Blood Tech
When the literal loss of human life becomes your metric
My hands are shaking as I type this. Because I don’t believe I have to.
For nearly two decades I've watched Kanban evolve into a way to *truly* see and acknowledge each other's burdens. To drag once invisible overwhelm out into the open, and to make work humane enough that we can actually care for one another at work instead of being crushed by it.

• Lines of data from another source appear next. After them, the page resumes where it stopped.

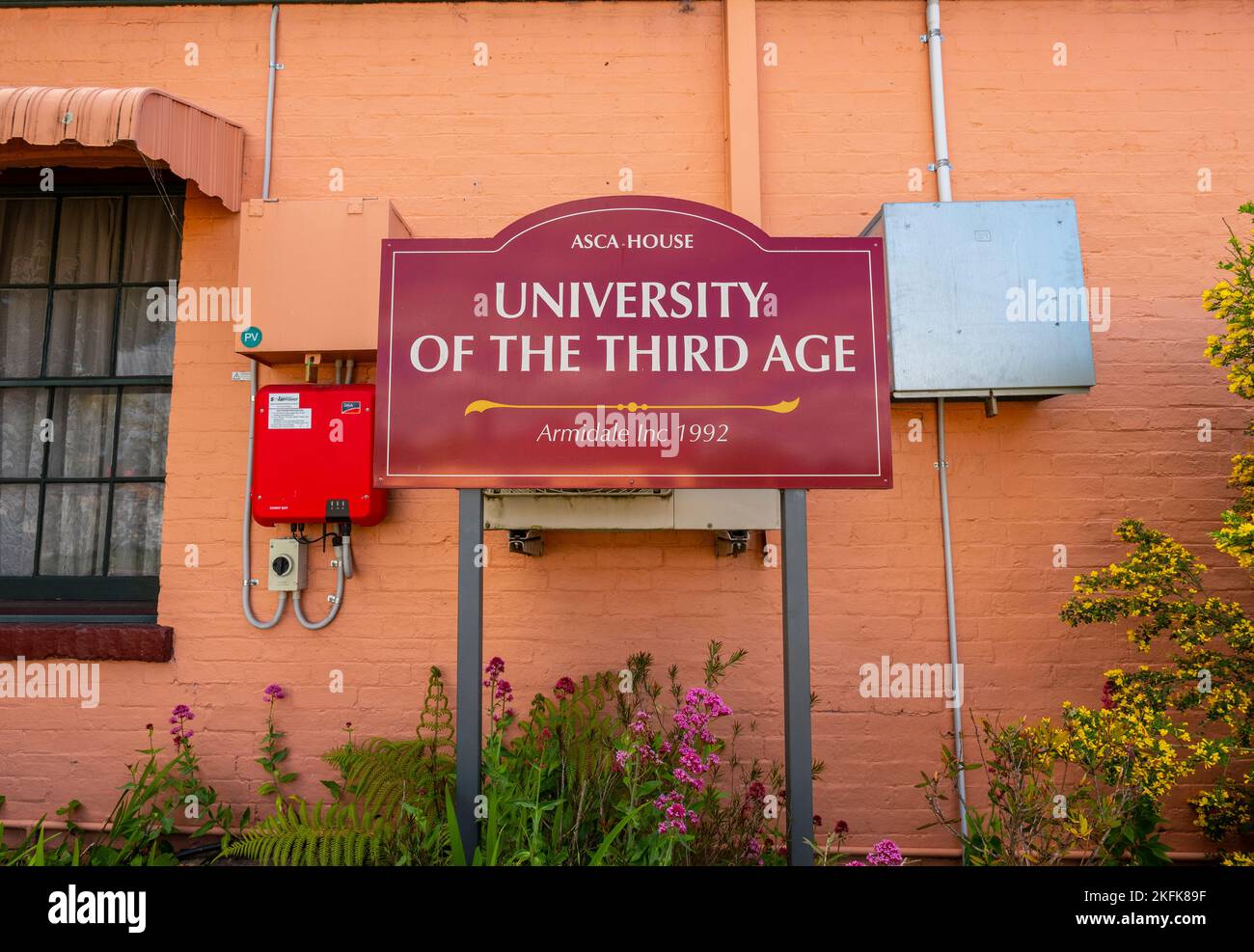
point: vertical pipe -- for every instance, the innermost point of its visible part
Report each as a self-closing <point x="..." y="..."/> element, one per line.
<point x="798" y="751"/>
<point x="744" y="149"/>
<point x="270" y="99"/>
<point x="944" y="192"/>
<point x="943" y="469"/>
<point x="469" y="693"/>
<point x="936" y="74"/>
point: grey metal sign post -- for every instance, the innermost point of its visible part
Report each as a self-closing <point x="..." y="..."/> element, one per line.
<point x="469" y="695"/>
<point x="798" y="759"/>
<point x="797" y="671"/>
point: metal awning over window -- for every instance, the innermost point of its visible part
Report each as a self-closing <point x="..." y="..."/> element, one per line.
<point x="195" y="143"/>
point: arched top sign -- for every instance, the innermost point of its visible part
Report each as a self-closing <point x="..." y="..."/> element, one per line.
<point x="632" y="341"/>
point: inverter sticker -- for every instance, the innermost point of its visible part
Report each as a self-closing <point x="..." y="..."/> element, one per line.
<point x="287" y="414"/>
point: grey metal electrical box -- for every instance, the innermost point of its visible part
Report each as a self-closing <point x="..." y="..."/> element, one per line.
<point x="987" y="299"/>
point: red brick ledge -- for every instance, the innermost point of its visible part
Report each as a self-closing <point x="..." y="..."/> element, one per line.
<point x="87" y="642"/>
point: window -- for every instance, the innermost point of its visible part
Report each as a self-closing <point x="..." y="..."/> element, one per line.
<point x="84" y="393"/>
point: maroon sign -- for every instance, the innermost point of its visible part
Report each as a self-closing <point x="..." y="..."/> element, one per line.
<point x="632" y="341"/>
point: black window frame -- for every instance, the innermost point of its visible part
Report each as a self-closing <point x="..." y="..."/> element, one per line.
<point x="103" y="597"/>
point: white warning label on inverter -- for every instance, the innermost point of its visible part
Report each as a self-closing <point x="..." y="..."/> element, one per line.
<point x="287" y="414"/>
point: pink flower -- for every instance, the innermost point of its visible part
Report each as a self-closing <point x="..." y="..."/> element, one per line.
<point x="886" y="853"/>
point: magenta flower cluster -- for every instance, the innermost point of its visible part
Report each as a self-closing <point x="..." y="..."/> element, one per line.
<point x="675" y="815"/>
<point x="641" y="748"/>
<point x="498" y="689"/>
<point x="701" y="708"/>
<point x="179" y="718"/>
<point x="886" y="853"/>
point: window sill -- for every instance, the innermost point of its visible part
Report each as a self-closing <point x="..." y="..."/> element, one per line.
<point x="87" y="641"/>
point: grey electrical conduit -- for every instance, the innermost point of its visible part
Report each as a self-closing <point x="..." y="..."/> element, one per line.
<point x="940" y="142"/>
<point x="247" y="517"/>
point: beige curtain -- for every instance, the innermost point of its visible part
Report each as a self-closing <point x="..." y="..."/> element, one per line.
<point x="80" y="428"/>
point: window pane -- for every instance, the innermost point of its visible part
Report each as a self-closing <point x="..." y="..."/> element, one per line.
<point x="134" y="547"/>
<point x="82" y="431"/>
<point x="151" y="242"/>
<point x="25" y="240"/>
<point x="142" y="439"/>
<point x="19" y="513"/>
<point x="74" y="518"/>
<point x="87" y="243"/>
<point x="145" y="346"/>
<point x="21" y="422"/>
<point x="82" y="333"/>
<point x="21" y="331"/>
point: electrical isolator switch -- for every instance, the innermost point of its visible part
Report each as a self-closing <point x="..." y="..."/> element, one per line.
<point x="287" y="566"/>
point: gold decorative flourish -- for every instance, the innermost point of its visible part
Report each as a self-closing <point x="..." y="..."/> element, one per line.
<point x="484" y="405"/>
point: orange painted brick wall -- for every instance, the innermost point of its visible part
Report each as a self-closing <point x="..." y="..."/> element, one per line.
<point x="1152" y="92"/>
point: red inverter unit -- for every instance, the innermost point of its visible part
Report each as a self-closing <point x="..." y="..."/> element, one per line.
<point x="313" y="455"/>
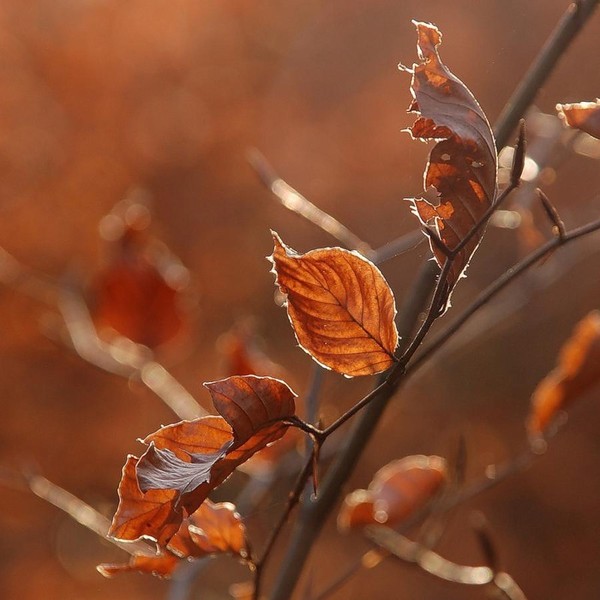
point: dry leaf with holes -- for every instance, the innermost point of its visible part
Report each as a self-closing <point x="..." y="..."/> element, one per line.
<point x="577" y="371"/>
<point x="584" y="116"/>
<point x="340" y="306"/>
<point x="396" y="492"/>
<point x="461" y="174"/>
<point x="184" y="462"/>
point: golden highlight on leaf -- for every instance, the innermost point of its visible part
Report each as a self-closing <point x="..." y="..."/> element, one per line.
<point x="340" y="306"/>
<point x="397" y="491"/>
<point x="577" y="371"/>
<point x="461" y="174"/>
<point x="184" y="462"/>
<point x="212" y="529"/>
<point x="584" y="116"/>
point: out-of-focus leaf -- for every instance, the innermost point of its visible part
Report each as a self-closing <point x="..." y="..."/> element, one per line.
<point x="577" y="370"/>
<point x="137" y="295"/>
<point x="186" y="461"/>
<point x="584" y="116"/>
<point x="397" y="491"/>
<point x="461" y="175"/>
<point x="340" y="306"/>
<point x="161" y="565"/>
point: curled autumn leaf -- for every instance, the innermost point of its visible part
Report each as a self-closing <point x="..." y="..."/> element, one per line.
<point x="184" y="462"/>
<point x="461" y="174"/>
<point x="397" y="491"/>
<point x="340" y="306"/>
<point x="577" y="371"/>
<point x="584" y="116"/>
<point x="212" y="529"/>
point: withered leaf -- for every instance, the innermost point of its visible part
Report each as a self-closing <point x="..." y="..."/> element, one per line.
<point x="461" y="173"/>
<point x="137" y="295"/>
<point x="340" y="306"/>
<point x="577" y="371"/>
<point x="187" y="460"/>
<point x="212" y="529"/>
<point x="161" y="565"/>
<point x="584" y="116"/>
<point x="396" y="492"/>
<point x="152" y="514"/>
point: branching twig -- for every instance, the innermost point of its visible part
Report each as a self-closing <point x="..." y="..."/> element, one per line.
<point x="431" y="562"/>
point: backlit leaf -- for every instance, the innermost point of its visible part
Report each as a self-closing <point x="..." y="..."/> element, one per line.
<point x="137" y="294"/>
<point x="340" y="306"/>
<point x="397" y="491"/>
<point x="161" y="565"/>
<point x="577" y="371"/>
<point x="584" y="116"/>
<point x="461" y="174"/>
<point x="184" y="462"/>
<point x="212" y="529"/>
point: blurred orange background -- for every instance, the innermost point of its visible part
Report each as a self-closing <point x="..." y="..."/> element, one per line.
<point x="99" y="97"/>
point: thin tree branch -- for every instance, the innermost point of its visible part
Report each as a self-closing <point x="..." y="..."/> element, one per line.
<point x="571" y="23"/>
<point x="496" y="287"/>
<point x="293" y="500"/>
<point x="431" y="562"/>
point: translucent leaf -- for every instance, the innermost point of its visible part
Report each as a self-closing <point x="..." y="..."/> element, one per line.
<point x="461" y="174"/>
<point x="340" y="306"/>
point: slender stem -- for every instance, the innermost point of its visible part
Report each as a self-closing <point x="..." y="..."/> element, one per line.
<point x="574" y="18"/>
<point x="314" y="514"/>
<point x="293" y="500"/>
<point x="293" y="200"/>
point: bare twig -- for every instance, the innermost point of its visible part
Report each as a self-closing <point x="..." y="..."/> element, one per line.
<point x="293" y="499"/>
<point x="574" y="18"/>
<point x="431" y="562"/>
<point x="296" y="202"/>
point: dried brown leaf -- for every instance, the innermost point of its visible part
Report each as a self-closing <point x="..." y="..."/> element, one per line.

This morning I was greeted by a weapon’s platform using a kanban board as the last steps in a kill chain, turning visual flow and prioritization into a dashboard for deciding who gets to live and who gets to die ”more efficiently.” And I feel so physically sick and disgusted that something I’ve believed in, promoted, and used every day with every student and every client to help protect them from dehumanizing systems is now being used to perfect one. This isn’t some abstract concern for me - I know the impact of war first hand. At age 22 I sent my fiancé to one, and I've lived with what that does to a human body and the human spirit ever since, which is exactly why watching kanban wired into killing will never ever feel like a neutral “innovation” to me.
Jim Benson and I have always said that the kanban is a place to depersonalize issues, and when you do that you essentially re-personalize people. You move blame, anxiety, and moral judgment off the human and onto the work so the person is never reduced to a card to be moved, fixed, or removed.
Tomorrow I have the honor of interviewing an 11-year old who has been using kanban for a fair part of his extraordinary little life. For him, this practice is exactly what it has always been at its best: a way for one small human to see his world more clearly, choose his next right action, and grow into someone who refuses to treat other people's lives as items on board. If kanban has any future worth fighting for, it's in the hands of kids like him, not in the hands of systems that turn human lives into workflow. That isn’t progress, it’s complicity.
And if this is what counts as innovation right now, then our moral imagination is broken along with our humanity.